Ok, you fucked up and didn’t heed the advice in the previous post, and now you’re experiencing the utterly unpleasant experience of distrust.

 

Let experience be the solution; it’s not called the best teacher for no reason. Actually, in the case of trust, its uniqueness makes it the only option.

 

Often we think of our experiences as being a conglomeration leading to the present state of who we are, and how and why we are (well, at least I’ve had that thought). We realize that learning about something from a book or talk is very different from the “hands-on” input we receive by actually doing.

Think of catching a baseball. All the learning of physics, trajectories, mass, inertia, force, and physiological mechanics of body movement can provide an understanding of what makes up the act of catching a baseball. But until a ball is actually thrown to you and you actually make an attempt (hopefully one that is successful), do you know what it’s like to catch a baseball?

 

There is no substitute for doing (experiencing) the actual act of catching the ball.

 

But let’s step away from how experience relates to us and consider how experience is the best teacher for others.

Consider the situation of broken trust in a relationship. The one who broke the trust can explain how it will never happen again and how it happened in the first place. Promises can be made and constraints set up to prevent the trust from being broken again.

But how does all this relate to the other person? The same way in which learning all the book knowledge of catching a baseball explains how to catch a baseball. There needs to be actual experience—experience of the offending partner not breaking trust. This, of course, requires time; most experience does. And like most experience, the reinforcement (trust) comes from consistency across time.

Very often the offending person immediately understands this experiential necessity, while the offended person demands immediate reparation—this is not possible. Frustration often manifests in the offending person, taking the form of asking what more can be done to ensure the trust will not be broken. The offended person cannot provide an answer, as the answer is: nothing else can be done now. Experience, extending forth into the future alone, is the only thing that will suffice.

 

Here we see the importance for both people to recognize the necessity and sufficiency of experience.

 

Perhaps explaining how the trust was broken and how it will not be in the future is necessary (we all clamor for a good narrative), but it is not sufficient.
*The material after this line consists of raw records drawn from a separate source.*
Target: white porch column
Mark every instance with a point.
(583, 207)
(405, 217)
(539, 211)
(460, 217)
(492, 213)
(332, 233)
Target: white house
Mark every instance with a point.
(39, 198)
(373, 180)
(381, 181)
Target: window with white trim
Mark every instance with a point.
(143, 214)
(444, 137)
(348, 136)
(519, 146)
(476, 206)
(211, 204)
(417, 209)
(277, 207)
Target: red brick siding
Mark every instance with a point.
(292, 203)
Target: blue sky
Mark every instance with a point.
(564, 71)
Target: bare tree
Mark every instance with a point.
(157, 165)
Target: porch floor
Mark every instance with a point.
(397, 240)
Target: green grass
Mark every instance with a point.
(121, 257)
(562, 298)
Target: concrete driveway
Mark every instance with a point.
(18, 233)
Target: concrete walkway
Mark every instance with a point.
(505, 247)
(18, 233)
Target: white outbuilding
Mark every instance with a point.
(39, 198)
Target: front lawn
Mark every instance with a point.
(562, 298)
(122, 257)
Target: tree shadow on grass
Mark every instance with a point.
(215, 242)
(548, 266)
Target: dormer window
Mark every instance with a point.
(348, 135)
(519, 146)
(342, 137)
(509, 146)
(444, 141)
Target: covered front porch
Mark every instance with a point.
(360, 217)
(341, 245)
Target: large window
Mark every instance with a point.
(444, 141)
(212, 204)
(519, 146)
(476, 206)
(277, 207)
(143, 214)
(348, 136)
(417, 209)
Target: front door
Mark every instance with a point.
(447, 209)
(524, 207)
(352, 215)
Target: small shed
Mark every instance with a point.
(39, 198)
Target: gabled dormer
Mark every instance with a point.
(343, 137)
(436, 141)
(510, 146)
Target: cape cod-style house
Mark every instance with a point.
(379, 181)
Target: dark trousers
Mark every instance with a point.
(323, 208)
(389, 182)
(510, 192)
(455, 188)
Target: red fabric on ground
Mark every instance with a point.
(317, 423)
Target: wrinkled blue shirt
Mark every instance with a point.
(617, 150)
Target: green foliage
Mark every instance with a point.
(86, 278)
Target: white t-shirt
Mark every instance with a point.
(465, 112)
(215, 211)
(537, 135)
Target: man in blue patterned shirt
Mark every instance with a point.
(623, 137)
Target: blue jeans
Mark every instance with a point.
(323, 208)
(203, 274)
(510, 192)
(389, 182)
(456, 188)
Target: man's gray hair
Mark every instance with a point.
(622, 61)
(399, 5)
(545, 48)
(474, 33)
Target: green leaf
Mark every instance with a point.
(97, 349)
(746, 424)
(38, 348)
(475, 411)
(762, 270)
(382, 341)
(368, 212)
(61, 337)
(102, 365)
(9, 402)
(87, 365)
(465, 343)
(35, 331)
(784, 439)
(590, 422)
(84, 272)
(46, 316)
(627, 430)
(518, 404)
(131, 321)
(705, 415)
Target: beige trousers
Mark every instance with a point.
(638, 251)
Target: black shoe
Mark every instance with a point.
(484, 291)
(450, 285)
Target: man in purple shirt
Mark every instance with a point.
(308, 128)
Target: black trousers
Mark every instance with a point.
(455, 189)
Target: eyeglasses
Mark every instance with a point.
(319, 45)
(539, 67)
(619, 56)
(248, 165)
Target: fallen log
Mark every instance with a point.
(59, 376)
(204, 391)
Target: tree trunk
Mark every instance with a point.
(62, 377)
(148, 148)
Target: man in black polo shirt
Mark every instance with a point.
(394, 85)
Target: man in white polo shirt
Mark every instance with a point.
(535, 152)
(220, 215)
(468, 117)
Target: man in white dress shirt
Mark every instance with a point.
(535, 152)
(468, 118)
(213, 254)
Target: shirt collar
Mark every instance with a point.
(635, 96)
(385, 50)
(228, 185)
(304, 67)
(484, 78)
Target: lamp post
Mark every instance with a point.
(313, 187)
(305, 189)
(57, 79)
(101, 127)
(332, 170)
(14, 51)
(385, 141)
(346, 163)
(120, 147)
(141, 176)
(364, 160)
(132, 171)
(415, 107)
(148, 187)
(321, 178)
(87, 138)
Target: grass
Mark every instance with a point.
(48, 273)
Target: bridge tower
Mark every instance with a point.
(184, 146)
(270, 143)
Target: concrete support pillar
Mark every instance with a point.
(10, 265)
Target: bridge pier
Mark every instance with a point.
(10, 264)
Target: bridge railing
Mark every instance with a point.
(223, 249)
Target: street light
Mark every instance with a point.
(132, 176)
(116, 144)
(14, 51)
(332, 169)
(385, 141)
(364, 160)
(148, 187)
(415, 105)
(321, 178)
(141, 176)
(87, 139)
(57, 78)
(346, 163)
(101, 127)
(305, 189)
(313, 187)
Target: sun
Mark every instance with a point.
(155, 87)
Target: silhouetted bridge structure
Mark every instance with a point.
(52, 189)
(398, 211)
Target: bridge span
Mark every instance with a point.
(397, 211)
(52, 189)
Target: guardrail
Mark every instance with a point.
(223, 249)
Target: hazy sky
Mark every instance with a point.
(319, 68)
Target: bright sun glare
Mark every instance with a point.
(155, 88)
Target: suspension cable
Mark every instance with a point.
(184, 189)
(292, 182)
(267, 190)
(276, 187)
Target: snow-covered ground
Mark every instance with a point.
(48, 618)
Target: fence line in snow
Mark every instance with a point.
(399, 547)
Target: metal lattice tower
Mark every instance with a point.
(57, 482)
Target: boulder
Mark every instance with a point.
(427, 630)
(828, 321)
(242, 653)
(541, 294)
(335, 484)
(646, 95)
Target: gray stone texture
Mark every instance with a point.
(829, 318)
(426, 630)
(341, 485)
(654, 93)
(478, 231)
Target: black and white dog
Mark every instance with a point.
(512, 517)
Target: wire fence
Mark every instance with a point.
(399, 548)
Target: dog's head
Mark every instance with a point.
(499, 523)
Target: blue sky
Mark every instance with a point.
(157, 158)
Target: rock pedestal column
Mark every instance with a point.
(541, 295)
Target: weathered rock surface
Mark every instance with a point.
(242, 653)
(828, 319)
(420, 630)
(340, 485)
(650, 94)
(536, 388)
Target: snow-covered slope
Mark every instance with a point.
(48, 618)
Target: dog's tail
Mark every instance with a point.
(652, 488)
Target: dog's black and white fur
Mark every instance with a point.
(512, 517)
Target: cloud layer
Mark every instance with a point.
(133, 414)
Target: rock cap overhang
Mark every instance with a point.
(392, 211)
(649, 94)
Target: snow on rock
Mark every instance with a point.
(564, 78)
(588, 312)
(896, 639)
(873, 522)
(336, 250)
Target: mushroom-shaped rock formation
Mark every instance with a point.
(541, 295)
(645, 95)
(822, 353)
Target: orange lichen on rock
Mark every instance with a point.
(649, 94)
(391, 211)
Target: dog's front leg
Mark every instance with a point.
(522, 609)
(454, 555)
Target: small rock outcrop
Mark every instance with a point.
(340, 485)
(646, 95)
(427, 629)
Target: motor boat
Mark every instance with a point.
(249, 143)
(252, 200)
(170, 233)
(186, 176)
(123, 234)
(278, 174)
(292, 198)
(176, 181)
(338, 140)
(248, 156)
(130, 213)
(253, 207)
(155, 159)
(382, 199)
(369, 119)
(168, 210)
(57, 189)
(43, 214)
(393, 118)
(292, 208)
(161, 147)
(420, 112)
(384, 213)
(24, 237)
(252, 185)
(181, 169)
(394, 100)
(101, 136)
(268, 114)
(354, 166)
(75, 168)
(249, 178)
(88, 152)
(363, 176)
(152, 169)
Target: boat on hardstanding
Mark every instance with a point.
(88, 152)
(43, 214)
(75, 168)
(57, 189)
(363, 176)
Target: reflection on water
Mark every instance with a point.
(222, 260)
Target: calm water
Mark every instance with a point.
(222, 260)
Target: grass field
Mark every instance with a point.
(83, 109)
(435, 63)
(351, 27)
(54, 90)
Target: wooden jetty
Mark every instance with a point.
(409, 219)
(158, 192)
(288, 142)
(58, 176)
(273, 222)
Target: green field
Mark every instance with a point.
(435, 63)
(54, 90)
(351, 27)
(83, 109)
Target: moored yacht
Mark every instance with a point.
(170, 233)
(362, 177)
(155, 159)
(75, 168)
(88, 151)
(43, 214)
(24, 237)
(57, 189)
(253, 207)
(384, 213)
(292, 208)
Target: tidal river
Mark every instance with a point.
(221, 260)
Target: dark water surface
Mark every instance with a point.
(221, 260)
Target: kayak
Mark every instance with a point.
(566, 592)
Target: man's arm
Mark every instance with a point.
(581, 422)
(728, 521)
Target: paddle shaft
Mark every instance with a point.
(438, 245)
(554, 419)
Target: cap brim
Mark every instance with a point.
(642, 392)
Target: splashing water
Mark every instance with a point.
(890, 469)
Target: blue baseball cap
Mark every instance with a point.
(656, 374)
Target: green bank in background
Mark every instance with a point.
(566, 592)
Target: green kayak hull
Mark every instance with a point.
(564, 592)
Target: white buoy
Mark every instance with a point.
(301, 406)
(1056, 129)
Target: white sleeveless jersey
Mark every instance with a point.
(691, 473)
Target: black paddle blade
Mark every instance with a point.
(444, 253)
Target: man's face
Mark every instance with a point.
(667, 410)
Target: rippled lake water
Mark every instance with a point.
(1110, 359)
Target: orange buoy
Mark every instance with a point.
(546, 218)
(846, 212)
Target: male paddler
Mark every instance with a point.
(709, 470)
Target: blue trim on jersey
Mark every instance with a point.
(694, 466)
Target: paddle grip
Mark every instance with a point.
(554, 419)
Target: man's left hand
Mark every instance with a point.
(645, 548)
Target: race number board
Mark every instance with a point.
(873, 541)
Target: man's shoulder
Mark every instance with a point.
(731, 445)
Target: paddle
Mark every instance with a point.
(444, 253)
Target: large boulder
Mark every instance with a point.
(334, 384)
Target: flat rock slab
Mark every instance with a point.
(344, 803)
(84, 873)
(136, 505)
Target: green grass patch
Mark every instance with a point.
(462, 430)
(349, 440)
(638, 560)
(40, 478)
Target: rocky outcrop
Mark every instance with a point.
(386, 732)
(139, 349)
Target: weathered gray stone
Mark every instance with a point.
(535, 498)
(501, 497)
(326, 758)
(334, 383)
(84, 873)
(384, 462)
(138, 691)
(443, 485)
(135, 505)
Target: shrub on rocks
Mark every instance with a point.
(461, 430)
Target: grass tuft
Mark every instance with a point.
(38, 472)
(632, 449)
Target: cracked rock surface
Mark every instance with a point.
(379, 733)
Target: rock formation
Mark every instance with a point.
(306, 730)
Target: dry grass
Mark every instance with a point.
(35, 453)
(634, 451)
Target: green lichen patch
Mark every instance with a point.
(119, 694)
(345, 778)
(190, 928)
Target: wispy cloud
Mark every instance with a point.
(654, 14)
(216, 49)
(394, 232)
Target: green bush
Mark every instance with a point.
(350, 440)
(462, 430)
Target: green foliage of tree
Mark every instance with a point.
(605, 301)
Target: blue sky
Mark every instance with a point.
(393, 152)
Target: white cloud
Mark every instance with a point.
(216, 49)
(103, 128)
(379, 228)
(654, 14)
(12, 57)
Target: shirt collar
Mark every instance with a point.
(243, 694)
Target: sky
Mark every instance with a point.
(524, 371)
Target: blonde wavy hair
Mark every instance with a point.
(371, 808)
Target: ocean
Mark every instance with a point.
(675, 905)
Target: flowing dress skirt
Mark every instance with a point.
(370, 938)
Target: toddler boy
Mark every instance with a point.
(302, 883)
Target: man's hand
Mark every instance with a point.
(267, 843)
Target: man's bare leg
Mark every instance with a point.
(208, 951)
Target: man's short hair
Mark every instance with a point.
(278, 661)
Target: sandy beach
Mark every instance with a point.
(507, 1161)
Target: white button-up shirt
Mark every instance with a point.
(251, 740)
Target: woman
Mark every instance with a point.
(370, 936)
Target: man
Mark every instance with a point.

What is, is the experience, consistently over time, of trustful behavior.

Perhaps our impatience clouds this realization—the wanting to do something now to fix the situation by the offending person, and the wanting of the situation to be fixed by the offended person. We do seem to have an uncanny tendency to want to move forward in life, leaving situations often unresolved in doing so.

But the point is that even though there may be a want for something, that does not mean there is a ready-made means that will satisfy that want.